On the design of optimally informative experiments for dynamic crystallization process modeling

2004 
In this paper, we present the challenging application of now well-established general and systematic procedures for model development, statistical discrimination, and validation to a published large-scale dynamic crystallization process model. Because of the model's size, this represents, to our knowledge, the first application of such statistical methods to such a large-scale dynamic model. For completeness, a brief review of both the model development procedures and the dynamic model are included in the paper.
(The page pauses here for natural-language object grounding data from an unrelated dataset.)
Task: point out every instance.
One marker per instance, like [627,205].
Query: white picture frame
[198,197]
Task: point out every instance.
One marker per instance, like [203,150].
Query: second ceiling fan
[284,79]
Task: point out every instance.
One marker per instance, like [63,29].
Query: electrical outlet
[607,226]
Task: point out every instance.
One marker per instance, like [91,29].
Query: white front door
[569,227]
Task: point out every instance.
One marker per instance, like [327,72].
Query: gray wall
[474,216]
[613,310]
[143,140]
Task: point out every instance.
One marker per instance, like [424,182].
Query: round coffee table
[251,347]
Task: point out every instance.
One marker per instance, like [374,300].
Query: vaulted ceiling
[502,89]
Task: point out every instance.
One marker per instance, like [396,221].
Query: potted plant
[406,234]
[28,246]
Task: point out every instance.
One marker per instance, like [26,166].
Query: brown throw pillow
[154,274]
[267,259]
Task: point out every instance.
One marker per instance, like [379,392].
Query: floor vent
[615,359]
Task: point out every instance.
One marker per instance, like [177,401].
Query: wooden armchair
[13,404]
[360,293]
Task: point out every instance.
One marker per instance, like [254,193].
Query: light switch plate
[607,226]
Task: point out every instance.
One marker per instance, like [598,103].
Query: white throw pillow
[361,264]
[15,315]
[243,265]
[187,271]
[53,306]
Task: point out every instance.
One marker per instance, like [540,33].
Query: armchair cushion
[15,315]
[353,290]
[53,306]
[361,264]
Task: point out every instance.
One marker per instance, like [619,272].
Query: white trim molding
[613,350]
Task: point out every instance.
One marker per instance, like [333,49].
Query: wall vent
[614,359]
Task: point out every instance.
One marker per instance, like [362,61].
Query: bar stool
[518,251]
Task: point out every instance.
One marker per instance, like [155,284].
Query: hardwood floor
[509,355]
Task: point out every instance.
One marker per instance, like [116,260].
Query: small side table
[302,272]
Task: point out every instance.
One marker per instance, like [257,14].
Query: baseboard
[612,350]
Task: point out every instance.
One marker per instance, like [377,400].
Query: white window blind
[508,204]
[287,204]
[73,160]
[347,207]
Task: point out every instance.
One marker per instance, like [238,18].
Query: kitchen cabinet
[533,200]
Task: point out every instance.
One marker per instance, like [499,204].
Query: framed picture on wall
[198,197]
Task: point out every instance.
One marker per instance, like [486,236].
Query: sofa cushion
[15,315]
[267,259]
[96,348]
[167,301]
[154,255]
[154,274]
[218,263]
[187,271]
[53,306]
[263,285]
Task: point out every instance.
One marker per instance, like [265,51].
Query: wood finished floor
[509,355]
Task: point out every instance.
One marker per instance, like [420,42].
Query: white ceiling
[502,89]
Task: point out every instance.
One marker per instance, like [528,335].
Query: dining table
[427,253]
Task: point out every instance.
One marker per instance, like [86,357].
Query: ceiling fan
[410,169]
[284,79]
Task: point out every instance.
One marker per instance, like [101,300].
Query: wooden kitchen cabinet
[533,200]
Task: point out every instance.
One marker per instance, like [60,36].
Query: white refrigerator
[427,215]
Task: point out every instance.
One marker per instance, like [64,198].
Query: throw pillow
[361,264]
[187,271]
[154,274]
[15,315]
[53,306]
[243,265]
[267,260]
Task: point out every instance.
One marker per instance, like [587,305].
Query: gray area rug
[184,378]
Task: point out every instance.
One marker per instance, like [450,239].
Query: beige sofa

In reviewing the model development procedures, we cover such methods as parametric identifiability testing (to determine whether the parameters, as they appear in the model, can in fact be identified), as well as optimal design of dynamic experiments for both model discrimination among three crystallization models (differing in their kinetics only) and parameter precision improvement within the single best dynamic model. Because of the relatively large scale of the model, an optimization-based approach is used for testing of model parameter identifiability that involves semi-infinite programming (SIP) to ensure that the entire control (or input) space has been explored. The problem of designing dynamic experiments is cast as an optimal control problem that enables the calculation of optimal sampling points, experiment durations, fixed and variable external control profiles, and initial conditions of a dynamic experiment subject to general constraints on inputs and outputs. Within this framework, methods are presented to provide experiment design robustness, accounting for parametric uncertainty and subsequently model prediction uncertainty. The paper details the progression of the three crystallization models through the model development procedures and shows the Gahn and Mersmann model (Chem. Eng. Sci. 1999, 54, 1273) to be superior to its competitors.